Friday, August 27, 2010

No Wind, Whales and Familiar Faces

After a brief stop in Trepassey on the South coast, to wait out some heavy winds, we headed of for a two day sail around Cape Race to Long Pond in Conception Bay just passed St John’s. Our weather checks were extra thorough before departing on this trip. Cape Race is famed for creating high winds, is located by the notorious Grand Banks of Newfoundland, has seen numerous shipwrecks in its history, Titanic's distress signal was first received here, and it experience 158 days of fog a year. 
We approached the Cape with conservatively reefed sails as the winds were indeed high leaving Trepassey but then ended up motoring around due to a lack of wind. This confirmed our experience of the extremes of Newfoundland weather, it either ‘blows the cows off the dyke’ as they say in Holland or there isn’t a breath of wind. We had no thoughts of complaints however, as we sailed along the 100 metres cliffs. As we approached the cape the air and water around us was suddenly chock full of thousands of sea birds, gulls, sea pigeons, turrs, razorbills, shearwaters, gannets and cheeky looking puffins to name a few that we recognised. We quickly jumped to the conclusion that there were capelin running in the area (we have slowly been filling in our knowledge of Newfoundland wildlife). 
Whooosh! Suddenly we were also surrounded by another, much larger, capelin fan. Humpbacks and fin whales were feeding around us. Water spouts kept erupting and you could hardly get a “Thar she blows!” past your lips before another one broke just next to us. The humpbacks showed us some wonderful acrobatics with their tail fins often coming incredibly close to the boat . Sadly, we also saw a humpback caught in fishing gear. After some complex satellite discussions with my parents they tracked down the Newfoundland and Labrador Whale Release and Stranding organisation and we reported our sighting. Fortunately, they were aware of this whale and had already removed the majority (and dangerous) part of the gear. We bobbed slowly around the cape glancing about in absolute rapture. Slowly the feeding activity diminished and we continued up the coasts towards St. John’s.

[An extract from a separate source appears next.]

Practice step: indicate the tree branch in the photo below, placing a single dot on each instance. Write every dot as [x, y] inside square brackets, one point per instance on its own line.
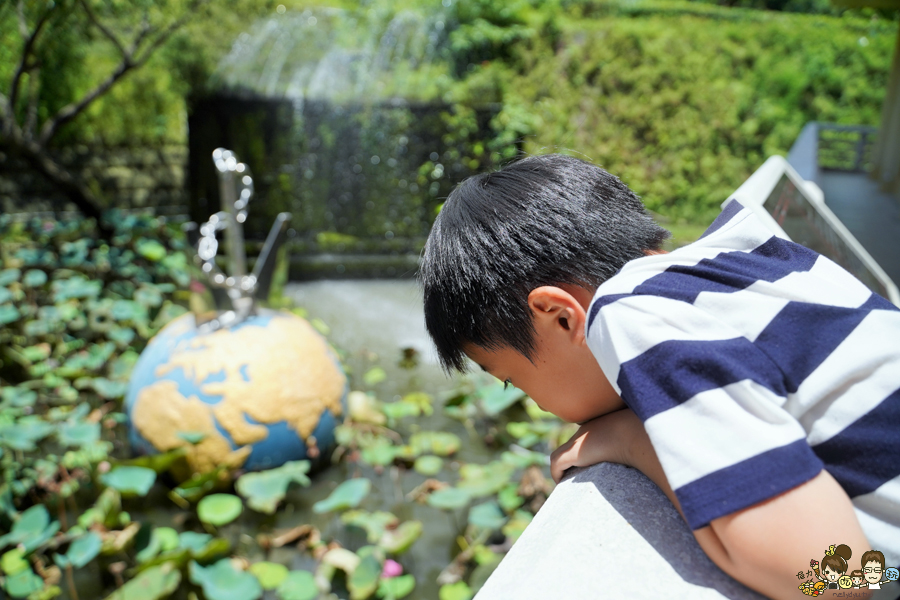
[27, 48]
[69, 112]
[103, 28]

We met the Boag family, Olous, Vicky and their kids Naya (5) and Rogan (3) in La Gomera in the Canary Islands last October when they were sailing around the Atlantic on their boat the Atmosphere. The joined us for a trip to The Gambia and we’d promised to look them up again when we got to Canada (of course at that time we thought they would be in the more accessible Saint John, New Brunswick).
Olous had arranged a very secure and protected berth for us on Long Pond, close to St. John’s and the whole family came out to welcome us when we arrived. It was great to see their friendly familiar faces and Emma and Macsen were thrilled to have some people their own size to play with. The family Boag then took us in hand and cared for our every need (entertainment, meals, laundry, showers and the use of one of their cars).
St. John’s is a great city, lacking the harsh beauty and open friendliness experienced in other areas of the province but great all the same. It is located in a narrow, cliffy bay, is extremely clean, full of charming brightly painted houses and the city and surrounding area is full of festivals, great walks and stunning scenery. At the St. John’s Folk Festival all six of the children in our group spontaneously jumped on the stage to act as back up dancers for Rose Cousins. Fortunately, she took it with great humour (see video) On three occasions we took the kids for a short trips to the beach and were able to watch whales swimming in the bay. As a final touch, Seb and I were 'screeched in' on the famous George Street, which has more pubs and bars per square metre than any street in North America. Being screeched in involves drinking a shot of local rum-like alcohol, kissing a cod fish and answering the question "Is ye an honourary Newfoundlander?" with the phrase "Indeed I is me ol' cock, and long may your big jib draw."

Macsen and Emma are also integrating well. Their favourite bedtime song is now “I's the b'y that builds the boat. ” Not very lullabyish but a nice change and more seasonal than Macsen’s previous favourite “ Jingle Bells.”